Employee Interviews. In performing the investigation, employee interviews should be conducted by in house counsel or outside counsel.

Claims Review and Gap Analysis. In addition, the provider should review any and all claims or documents obtained by the ZPIC during the inspection and evaluate the significance of those documents. The claims review should focus on, among other things, the accuracy of the claims and any supporting documentation, the legibility of all supporting documentation, and compliance with all signature requirements. An essential part of the claims review should also include a gap analysis to confirm whether the services in the sample set of claims obtained by the ZPIC during the inspection are covered by applicable Medicare regulations, national coverage determinations, and local coverage determinations. Further, the analysis should determine whether the provider (or the third party vendor) used incorrect codes or modifiers in the sample set of claims at issue.

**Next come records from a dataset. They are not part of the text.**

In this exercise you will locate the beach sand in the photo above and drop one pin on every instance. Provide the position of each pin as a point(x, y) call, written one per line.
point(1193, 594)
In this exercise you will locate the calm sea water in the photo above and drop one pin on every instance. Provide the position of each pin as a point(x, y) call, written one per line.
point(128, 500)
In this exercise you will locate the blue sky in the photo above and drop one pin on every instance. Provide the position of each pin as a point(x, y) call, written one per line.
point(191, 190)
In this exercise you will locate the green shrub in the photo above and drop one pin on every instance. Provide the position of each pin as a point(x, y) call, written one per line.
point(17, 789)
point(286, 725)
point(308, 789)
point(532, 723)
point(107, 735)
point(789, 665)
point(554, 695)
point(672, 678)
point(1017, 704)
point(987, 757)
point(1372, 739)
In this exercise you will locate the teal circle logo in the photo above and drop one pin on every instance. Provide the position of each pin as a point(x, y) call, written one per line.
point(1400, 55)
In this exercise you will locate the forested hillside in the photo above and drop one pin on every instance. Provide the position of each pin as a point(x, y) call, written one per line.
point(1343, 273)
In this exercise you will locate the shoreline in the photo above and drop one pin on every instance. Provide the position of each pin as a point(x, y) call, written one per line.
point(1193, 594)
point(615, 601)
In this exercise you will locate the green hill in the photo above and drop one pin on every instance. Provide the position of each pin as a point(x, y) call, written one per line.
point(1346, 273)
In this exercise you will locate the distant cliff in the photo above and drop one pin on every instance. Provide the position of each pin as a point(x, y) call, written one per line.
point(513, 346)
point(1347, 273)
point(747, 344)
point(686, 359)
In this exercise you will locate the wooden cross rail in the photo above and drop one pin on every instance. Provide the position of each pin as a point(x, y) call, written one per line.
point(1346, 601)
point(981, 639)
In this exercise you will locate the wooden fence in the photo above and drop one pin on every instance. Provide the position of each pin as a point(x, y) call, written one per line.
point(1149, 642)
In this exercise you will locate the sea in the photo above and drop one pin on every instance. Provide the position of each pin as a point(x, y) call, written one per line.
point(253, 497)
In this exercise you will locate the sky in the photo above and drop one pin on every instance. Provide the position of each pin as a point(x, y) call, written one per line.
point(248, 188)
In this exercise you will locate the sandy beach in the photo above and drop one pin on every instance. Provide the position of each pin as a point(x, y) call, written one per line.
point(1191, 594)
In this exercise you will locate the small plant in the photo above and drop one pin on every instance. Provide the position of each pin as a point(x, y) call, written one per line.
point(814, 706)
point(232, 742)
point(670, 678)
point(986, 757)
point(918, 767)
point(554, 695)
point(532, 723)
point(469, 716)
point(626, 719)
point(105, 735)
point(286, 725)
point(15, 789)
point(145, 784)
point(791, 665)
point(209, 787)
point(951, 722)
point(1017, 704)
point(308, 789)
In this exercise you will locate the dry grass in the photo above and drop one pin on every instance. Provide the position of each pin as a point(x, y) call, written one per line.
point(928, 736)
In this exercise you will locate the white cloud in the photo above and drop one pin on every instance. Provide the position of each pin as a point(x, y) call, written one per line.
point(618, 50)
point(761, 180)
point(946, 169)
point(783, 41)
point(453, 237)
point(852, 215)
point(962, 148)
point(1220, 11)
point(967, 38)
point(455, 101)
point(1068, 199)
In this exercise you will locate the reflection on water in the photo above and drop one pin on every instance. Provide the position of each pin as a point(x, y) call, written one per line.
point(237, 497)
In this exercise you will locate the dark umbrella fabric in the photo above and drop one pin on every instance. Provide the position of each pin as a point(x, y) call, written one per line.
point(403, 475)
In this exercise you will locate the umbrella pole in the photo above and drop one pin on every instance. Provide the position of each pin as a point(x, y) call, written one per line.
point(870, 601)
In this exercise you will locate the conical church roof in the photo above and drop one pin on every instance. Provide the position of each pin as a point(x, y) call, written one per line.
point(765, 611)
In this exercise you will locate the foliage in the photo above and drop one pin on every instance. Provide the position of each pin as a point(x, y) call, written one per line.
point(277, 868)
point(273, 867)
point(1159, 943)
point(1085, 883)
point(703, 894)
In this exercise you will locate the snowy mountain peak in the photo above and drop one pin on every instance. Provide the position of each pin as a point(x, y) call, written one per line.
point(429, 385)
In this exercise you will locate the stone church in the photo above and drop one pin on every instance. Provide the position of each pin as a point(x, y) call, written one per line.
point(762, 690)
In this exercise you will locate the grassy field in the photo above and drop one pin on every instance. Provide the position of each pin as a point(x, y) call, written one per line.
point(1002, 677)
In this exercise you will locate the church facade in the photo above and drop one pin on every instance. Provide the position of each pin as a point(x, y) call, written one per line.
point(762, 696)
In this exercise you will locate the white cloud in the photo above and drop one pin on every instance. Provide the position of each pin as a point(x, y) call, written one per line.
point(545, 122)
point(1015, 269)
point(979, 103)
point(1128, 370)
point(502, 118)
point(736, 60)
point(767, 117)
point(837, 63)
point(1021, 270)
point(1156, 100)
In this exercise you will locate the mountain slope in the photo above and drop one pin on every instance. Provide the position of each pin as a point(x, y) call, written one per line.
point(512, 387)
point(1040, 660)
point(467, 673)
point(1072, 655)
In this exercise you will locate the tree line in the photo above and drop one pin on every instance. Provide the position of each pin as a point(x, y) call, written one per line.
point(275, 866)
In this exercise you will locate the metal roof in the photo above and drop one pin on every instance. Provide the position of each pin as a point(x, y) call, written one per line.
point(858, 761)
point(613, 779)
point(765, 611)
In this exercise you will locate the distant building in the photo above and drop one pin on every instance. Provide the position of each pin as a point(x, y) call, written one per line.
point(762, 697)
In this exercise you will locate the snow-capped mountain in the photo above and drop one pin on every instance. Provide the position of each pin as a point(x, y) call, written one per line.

Anticipate Additional Document Requests. Where applicable, bate-stamped documents and a cover letter listing all of the documents included in the submission should be provided to the ZPIC in response to any additional document requests (ADR’s) from the ZPIC. The organization of the documents will convey a specific theme to the ZPIC. Thus, the documents should be organized in a way that convincingly conveys a theme to the ZPIC. For example, if the theme is “sloppy record-keeping” or a failure to understand ambiguous or complex regulations, then it may be beneficial to supplement the record with documentation supporting that theme. Likewise, if the theme is that the ZPIC made a mistake, for example, through predictive modeling or data analyses, then the documents in the submission should be organized to best communicate that them and, where applicable, should include all necessary certificates, any applicable plans of care, and any other information to illustrate that claims are accurate, reasonable, and medically necessary.

Conclusion

ZPICs have broad authority to initiate proactive and reactive inspections as part of an audit, they view themselves as fraud fighters, and they work closely with the FBI. Therefore, even though these recommendations address general concerns that broadly apply to ZPIC audits and inspections, providers, and their counsel, should be well-equipped to manage and respond to a ZPIC onsite inspection.